For some reason I assumed Jumbo was about a woman romantically falling for a Gravitron (totally understandable), but instead she falls for a Move It (an inferior ride, but to each their own).  Noémie “Portrait of a Lady on Fire” Merlant stars as a sheltered mommy’s girl whose total lack of self-confidence prevents her from being properly socialized among adults outside her house.  The amusement park rides she services as a seasonal job don’t seem to mind her awkward social tics, though, which allows her to vulnerably open up to the first gigantic inanimate object that makes a move on her.  Jumbo makes no jokes at its lovestruck amusement park brat’s expense.  It takes her first-crush romantic feelings as seriously as it can, reserving its judgement for the people in her life who make her feel like a freak for the transgression instead of just letting her be.  Beyond the ups & downs of her amusement park romance, the dramatic core of the film is in begging her community to just let her have this one thing that makes her happy, whether or not it’s “real.”  Life is lonely & cruel enough without the people closest to you shaming you for whatever small comforts get you through it – even if that small comfort happens to be fucking a Move It.

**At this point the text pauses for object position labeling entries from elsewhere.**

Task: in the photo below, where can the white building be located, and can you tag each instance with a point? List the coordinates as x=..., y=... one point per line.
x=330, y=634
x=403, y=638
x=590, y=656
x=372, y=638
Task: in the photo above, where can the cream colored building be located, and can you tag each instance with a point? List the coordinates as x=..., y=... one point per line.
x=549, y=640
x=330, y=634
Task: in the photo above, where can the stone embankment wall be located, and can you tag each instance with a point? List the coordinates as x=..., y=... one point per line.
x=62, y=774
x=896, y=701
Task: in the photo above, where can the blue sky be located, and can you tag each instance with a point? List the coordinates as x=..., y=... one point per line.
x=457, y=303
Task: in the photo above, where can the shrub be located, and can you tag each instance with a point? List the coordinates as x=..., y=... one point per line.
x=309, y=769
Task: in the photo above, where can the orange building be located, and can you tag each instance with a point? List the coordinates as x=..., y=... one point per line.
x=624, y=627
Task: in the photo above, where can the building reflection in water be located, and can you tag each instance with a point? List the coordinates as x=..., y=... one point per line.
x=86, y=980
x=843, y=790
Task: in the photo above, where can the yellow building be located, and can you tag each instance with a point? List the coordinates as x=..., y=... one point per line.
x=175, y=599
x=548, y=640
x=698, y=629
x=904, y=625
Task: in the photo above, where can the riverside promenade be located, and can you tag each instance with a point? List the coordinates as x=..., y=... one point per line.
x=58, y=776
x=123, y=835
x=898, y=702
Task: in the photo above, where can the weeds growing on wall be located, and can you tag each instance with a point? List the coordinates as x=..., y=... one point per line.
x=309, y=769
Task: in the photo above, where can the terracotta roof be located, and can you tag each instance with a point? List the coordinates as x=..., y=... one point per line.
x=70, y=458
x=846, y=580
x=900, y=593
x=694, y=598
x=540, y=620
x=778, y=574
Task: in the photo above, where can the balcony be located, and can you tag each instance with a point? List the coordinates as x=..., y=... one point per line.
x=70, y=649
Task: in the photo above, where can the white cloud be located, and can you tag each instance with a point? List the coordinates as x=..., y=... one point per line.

Jumbo delivers everything you’d want out of a great romance: a convincingly emotional performance from its star, some charming personality quirks from the object of her affection, a close-minded community who fails to keep them apart, etc.  It even achieves some surprisingly striking visuals for an indie comedy on its budget level, especially in the glowing lights & otherworldly voids of its star’s ecstatic trysts with her gigantic fetish object.  It just also limits itself to a relatively small, contained premise, which doesn’t really push through its initial novelty to explore anything bigger or unexpected.  Had I discovered it during its film festival run instead of during Best of the Year catch-up season, that smallness in concept likely would not have bothered me, but here we are.  This is when I’m on my worst behavior, shrugging off 4-star films for not being “good enough” because of some self-imposed bullshit metric that does not matter in the slightest.

-Brandon Ledet

Benedetta (2021)

Verhoeven is back, baby.  I was less than amused by the Dutch prankster’s outrageous rape comedy Elle—despite its broad critical consensus as a sharply observed satire—so it feels nice to rejoin the cheerleading squad for its nunsploitation follow-up.  Benedetta is part erotic thriller, part body-possession horror, part courtroom & political drama, and pure Paul Verhoeven.  It’s great! It’s a shame that the master provocateur has been relegated to scrappy indie budgets in his late career, though. It’d be a lot more fun to watch a mainstream audience squirm under his thumb instead of the self-selecting freaks who are already on-board with his blasphemy against good sense & good taste.  Even at 83 years old, Verhoeven is still raising neck hairs & eyebrows; he just used to be able to rile up an even wider audience with flashier budgets & celebrity stunt casting.  I mourn for a world where Benedetta would’ve been a controversial water cooler movie instead of an obscure reference that makes your coworkers think you’re a pretentious snob.  Even the small Catholic protests that have followed around the movie’s premieres in cities like Chicago & NYC like The Grateful Dead are living in a fantasy world where it will have any cultural impact beyond plumping up a few sicko film critics’ Best of the Year lists.  I enjoyed joining them in that fantasy for a couple hours during its brief theatrical run in New Orleans, but I do question the usefulness of a provocation that no one shows up to be offended by.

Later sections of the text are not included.